« À ceci, tous reconnaîtront que vous êtes mes disciples » Jean 13,35

Chers paroissiens,

Bon nombre d’entre nous, durant l’été, allons changer de rythme, et aurons peut-être l’occasion de rencontrer famille et amis. D’autres feront l’expérience de la solitude…

Saint Jean, toujours dans le même verset, poursuit : « si vous avez de l’amour les uns pour les autres ». En effet, le signe de reconnaissance du vrai disciple du Christ, reste et restera toujours la charité en acte.

L’amour de Dieu et l’amour du prochain ne sont pas une option pour le baptisé, mais bien le chemin tracé pour celui qui sait pourquoi il vit et où il va.

Pour être concret, l’été est une belle occasion de se rendre compte de la solidité de nos bonnes habitudes : prières quotidiennes, charité dans les familles, sainteté de nos occupations, générosité dans nos initiatives !
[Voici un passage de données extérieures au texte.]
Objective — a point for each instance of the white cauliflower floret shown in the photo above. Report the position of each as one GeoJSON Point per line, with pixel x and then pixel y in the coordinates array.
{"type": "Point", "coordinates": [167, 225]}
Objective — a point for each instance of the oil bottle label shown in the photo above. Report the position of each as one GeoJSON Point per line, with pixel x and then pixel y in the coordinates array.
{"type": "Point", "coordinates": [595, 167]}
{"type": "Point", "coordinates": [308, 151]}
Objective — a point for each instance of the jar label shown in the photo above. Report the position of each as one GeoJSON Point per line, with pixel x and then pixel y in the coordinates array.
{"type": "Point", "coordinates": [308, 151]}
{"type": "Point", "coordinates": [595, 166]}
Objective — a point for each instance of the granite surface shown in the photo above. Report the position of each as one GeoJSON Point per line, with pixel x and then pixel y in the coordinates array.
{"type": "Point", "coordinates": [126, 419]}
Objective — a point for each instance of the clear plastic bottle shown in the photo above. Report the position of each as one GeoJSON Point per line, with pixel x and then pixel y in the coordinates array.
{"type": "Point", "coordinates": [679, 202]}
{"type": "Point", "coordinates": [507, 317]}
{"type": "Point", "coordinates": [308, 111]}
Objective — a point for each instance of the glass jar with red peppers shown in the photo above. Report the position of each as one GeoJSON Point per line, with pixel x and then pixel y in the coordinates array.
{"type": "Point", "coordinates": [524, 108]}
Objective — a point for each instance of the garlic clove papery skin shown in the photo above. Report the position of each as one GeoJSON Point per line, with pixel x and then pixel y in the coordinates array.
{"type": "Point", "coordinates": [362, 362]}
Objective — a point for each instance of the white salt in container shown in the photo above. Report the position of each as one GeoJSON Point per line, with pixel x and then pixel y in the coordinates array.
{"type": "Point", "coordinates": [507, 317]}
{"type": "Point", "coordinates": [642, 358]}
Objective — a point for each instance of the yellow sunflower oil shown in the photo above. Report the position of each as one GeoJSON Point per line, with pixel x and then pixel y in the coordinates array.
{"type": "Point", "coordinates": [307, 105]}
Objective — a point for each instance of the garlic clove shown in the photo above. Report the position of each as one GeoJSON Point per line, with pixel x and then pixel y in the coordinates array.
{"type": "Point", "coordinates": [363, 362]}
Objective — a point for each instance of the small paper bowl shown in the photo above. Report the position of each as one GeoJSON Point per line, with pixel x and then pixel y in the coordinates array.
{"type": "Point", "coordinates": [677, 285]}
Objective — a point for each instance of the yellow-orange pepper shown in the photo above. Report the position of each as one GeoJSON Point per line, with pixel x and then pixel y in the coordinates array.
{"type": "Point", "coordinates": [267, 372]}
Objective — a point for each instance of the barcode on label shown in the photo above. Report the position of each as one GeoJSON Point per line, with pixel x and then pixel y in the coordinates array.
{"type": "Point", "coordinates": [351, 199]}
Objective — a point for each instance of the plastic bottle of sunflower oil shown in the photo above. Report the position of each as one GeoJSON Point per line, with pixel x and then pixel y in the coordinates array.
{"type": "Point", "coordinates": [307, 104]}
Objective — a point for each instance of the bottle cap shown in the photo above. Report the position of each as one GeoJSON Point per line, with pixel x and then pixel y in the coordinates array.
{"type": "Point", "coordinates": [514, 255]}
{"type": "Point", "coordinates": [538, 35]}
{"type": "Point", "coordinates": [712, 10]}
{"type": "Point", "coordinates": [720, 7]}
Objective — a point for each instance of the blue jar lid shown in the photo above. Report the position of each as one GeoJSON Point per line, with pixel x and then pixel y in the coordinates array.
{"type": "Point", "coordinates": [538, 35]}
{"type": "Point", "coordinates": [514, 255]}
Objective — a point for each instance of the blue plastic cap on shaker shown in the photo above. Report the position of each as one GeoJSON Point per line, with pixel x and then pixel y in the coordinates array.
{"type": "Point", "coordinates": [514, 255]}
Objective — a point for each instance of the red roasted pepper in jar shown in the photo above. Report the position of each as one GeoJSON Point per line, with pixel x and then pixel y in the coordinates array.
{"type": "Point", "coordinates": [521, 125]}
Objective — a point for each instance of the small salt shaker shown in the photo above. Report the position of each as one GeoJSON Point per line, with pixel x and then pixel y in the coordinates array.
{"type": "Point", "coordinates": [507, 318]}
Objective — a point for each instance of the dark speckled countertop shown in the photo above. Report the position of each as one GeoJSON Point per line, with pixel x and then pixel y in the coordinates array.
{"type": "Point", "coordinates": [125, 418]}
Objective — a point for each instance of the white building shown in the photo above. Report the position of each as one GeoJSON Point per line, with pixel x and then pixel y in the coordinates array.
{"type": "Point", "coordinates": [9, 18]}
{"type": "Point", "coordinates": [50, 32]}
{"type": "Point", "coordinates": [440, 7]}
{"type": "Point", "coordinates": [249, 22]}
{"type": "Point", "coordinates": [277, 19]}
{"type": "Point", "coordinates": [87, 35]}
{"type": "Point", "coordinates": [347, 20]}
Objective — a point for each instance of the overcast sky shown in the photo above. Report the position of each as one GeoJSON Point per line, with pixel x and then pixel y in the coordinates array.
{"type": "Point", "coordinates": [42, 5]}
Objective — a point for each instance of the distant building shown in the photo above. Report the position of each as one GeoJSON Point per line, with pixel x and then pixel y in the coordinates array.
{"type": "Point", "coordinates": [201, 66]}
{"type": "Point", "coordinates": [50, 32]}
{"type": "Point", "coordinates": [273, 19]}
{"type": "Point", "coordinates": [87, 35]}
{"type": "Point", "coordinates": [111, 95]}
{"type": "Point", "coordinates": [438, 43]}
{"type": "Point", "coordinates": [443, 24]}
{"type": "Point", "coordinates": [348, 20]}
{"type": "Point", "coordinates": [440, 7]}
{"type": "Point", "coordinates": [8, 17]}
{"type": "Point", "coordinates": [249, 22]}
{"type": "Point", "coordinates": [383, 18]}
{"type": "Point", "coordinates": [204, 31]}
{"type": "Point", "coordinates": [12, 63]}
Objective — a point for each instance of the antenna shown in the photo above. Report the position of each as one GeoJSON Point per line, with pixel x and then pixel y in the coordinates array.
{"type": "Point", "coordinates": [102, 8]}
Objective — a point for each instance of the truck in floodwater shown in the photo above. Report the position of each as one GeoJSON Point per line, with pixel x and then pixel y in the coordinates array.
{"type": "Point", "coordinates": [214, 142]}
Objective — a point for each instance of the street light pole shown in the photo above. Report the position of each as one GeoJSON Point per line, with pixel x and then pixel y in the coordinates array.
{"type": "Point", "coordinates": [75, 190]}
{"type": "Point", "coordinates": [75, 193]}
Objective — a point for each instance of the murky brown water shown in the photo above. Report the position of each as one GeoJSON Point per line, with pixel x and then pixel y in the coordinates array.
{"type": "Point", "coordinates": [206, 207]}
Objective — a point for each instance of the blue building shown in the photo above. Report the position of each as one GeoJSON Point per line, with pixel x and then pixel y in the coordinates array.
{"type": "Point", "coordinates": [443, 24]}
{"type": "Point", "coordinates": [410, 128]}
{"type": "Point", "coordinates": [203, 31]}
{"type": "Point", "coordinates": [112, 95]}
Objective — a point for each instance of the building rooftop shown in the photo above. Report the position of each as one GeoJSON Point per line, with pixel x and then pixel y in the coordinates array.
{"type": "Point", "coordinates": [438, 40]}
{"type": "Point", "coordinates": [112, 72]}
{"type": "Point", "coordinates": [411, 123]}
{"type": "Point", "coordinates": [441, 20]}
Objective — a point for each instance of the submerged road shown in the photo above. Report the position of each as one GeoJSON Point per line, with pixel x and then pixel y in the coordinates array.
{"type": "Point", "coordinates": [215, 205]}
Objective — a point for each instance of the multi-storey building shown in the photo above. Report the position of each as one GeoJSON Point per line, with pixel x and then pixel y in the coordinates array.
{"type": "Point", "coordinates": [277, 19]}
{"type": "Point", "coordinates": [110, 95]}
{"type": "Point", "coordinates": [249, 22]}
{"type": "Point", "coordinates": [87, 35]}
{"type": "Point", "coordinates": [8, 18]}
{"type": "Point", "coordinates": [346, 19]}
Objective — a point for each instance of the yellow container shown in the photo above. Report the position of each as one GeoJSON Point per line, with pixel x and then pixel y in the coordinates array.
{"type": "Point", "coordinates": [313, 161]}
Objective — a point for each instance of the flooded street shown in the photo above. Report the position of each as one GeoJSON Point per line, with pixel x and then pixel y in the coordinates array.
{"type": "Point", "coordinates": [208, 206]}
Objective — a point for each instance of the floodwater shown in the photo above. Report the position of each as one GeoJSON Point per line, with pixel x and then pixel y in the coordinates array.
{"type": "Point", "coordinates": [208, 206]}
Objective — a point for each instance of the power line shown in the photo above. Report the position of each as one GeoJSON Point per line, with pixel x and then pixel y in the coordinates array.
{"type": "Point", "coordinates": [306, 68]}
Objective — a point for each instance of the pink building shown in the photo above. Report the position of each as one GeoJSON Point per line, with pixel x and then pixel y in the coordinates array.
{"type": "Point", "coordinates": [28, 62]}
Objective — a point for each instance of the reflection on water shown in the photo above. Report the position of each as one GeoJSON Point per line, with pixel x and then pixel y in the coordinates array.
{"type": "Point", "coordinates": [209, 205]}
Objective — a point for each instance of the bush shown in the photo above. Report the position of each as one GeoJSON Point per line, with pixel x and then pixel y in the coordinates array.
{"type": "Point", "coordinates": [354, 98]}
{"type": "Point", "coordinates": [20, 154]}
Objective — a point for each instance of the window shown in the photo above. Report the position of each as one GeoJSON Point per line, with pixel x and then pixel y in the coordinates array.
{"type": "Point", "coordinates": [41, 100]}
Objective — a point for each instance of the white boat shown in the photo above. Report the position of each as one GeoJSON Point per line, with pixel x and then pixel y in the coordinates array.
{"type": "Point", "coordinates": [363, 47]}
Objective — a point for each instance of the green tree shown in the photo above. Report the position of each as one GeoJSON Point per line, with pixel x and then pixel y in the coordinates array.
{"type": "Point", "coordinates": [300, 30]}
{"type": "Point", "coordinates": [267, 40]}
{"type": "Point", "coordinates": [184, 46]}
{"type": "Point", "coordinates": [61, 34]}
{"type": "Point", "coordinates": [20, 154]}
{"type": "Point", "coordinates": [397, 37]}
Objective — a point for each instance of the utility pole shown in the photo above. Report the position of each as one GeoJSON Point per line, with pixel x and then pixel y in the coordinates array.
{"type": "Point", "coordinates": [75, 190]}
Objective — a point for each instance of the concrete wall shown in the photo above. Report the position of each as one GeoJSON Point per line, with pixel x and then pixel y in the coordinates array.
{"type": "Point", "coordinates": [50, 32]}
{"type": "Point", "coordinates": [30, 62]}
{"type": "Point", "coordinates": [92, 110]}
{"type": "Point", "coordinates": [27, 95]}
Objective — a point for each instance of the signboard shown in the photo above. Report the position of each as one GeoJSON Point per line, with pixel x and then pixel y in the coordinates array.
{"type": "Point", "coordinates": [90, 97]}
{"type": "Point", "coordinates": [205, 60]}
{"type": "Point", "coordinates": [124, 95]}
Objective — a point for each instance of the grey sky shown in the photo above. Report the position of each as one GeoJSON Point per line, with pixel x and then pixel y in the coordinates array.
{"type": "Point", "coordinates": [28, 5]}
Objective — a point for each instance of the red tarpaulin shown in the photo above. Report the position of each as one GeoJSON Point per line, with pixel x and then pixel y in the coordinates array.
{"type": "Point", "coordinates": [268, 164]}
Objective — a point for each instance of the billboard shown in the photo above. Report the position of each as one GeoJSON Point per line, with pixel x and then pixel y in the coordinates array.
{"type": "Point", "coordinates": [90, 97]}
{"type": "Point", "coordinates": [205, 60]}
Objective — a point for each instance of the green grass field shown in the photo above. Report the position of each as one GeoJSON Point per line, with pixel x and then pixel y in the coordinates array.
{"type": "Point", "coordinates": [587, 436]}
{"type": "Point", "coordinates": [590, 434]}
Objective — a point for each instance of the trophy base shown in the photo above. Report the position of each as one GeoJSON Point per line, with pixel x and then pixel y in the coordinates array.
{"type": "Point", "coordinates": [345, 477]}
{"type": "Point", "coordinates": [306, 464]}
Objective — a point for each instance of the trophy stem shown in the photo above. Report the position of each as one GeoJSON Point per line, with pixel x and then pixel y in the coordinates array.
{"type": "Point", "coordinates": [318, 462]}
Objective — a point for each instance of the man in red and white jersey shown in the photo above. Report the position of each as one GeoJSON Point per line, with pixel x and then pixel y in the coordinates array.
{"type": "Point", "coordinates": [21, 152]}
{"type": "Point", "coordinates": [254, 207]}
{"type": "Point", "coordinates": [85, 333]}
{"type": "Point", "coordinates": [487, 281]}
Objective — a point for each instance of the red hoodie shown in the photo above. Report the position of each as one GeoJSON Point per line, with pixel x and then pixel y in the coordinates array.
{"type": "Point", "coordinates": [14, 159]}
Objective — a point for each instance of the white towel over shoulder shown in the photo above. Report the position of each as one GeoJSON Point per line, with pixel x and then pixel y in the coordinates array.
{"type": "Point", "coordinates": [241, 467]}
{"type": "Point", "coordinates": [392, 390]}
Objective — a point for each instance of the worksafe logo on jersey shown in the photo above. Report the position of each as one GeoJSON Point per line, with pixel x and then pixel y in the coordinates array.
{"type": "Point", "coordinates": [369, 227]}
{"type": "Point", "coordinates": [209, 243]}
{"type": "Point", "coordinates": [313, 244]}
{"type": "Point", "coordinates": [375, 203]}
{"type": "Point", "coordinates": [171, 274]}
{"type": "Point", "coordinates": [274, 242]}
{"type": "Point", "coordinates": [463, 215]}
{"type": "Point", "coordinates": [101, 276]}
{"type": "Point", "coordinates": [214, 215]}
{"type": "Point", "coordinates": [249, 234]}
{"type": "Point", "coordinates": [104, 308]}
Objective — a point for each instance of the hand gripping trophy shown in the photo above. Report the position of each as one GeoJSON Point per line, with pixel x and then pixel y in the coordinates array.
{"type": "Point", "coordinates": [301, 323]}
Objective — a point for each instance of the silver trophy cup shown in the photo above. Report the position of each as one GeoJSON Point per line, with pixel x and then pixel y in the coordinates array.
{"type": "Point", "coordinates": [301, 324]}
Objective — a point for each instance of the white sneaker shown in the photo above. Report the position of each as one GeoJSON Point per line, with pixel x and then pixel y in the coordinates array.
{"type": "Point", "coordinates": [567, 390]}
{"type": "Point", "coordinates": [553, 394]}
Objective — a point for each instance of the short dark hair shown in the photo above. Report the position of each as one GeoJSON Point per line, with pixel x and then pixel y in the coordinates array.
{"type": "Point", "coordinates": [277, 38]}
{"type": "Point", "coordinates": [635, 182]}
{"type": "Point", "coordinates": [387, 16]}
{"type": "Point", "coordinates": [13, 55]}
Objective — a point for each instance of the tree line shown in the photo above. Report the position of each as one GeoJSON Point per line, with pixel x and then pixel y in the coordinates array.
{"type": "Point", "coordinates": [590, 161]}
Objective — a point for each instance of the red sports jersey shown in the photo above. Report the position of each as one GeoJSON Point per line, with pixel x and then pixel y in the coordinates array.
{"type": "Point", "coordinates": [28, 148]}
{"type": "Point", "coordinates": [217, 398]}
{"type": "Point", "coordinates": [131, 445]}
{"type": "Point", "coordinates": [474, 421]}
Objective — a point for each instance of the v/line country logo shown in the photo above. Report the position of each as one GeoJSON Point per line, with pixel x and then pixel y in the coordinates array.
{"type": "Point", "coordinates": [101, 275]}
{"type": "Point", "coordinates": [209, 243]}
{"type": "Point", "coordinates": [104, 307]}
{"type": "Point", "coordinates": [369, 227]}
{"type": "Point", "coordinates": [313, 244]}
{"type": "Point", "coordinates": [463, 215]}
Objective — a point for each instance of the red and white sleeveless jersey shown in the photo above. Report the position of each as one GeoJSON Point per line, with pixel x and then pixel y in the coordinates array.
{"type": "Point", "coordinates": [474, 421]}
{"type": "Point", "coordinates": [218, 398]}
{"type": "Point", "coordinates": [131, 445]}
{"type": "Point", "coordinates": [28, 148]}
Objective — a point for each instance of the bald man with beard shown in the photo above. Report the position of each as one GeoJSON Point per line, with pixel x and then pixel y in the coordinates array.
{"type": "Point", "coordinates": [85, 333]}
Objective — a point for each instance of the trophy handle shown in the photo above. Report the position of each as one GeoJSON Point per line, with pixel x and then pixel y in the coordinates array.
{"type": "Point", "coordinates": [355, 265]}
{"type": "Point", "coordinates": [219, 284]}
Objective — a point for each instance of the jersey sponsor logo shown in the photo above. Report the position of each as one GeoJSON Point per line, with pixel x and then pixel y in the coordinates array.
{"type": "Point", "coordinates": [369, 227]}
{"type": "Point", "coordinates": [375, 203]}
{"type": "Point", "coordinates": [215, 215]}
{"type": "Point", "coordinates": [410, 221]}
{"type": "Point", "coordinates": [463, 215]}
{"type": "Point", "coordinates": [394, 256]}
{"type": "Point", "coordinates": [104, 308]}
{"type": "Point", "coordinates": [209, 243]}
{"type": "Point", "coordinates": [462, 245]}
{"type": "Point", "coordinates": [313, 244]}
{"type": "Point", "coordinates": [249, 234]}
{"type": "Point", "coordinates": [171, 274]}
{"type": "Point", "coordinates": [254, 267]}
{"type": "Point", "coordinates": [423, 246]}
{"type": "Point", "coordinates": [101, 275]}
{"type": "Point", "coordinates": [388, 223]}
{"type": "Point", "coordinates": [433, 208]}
Finalement, tous reconnaîtront en l’exemple donné si nous sommes ou non les dignes disciples du Christ.

Pourrons-nous confirmer ou non ce qui fait que nous sommes catholiques ?

A la lumière de l’Evangile, nous pouvons affirmer comme nécessaire, en tout temps, mais spécialement durant les mois d’été, le passage d’un christianisme d’héritage, et de convention, à un christianisme de conversion.

Tertullien,à la fin du IIe siècle, affirmait : « On ne naît pas chrétien, on le devient ».

Voici quelques cas concrets :

  • La pratique de la messe du dimanche n’est pas facultative, et les lieux de vacances se choisissent en fonction de cette obligation.
  • La prière quotidienne confirme nos bonnes habitudes de l’année, et faisons nôtre le chant de la Préface de la messe : « Vraiment, il est juste et bon de vous rendre grâce toujours et en tout lieu ».
  • Dans les familles, prenons garde au refroidissement de la charité. La Règle de saint Benoît, dans son esprit, est une charte pleine de compassion pour la fragilité de l’homme, et qui préconise que tout se fasse avec modération pour le soulagement des faibles.
  • Dans nos rapports avec le prochain, nos comportements ne sont pas toujours très justes : il y a souvent deux poids, deux mesures. Autant nous ne supportons pas les injustices dont nous sommes victimes, seuls ou en groupe, autant nous pouvons rester indifférents devant les injustices subies par d’autres.
  • Le chapelet en famille peut être une bonne occasion de prier ensemble, de resserrer les liens et d’avoir une œuvre spirituelle commune.

 

Demandons la grâce de vivre sous le regard du Dieu vivant. Cela s’apprend et cela est un véritable exercice : celui de s’appliquer, de s’habituer, de se familiariser de vivre en sa Présence.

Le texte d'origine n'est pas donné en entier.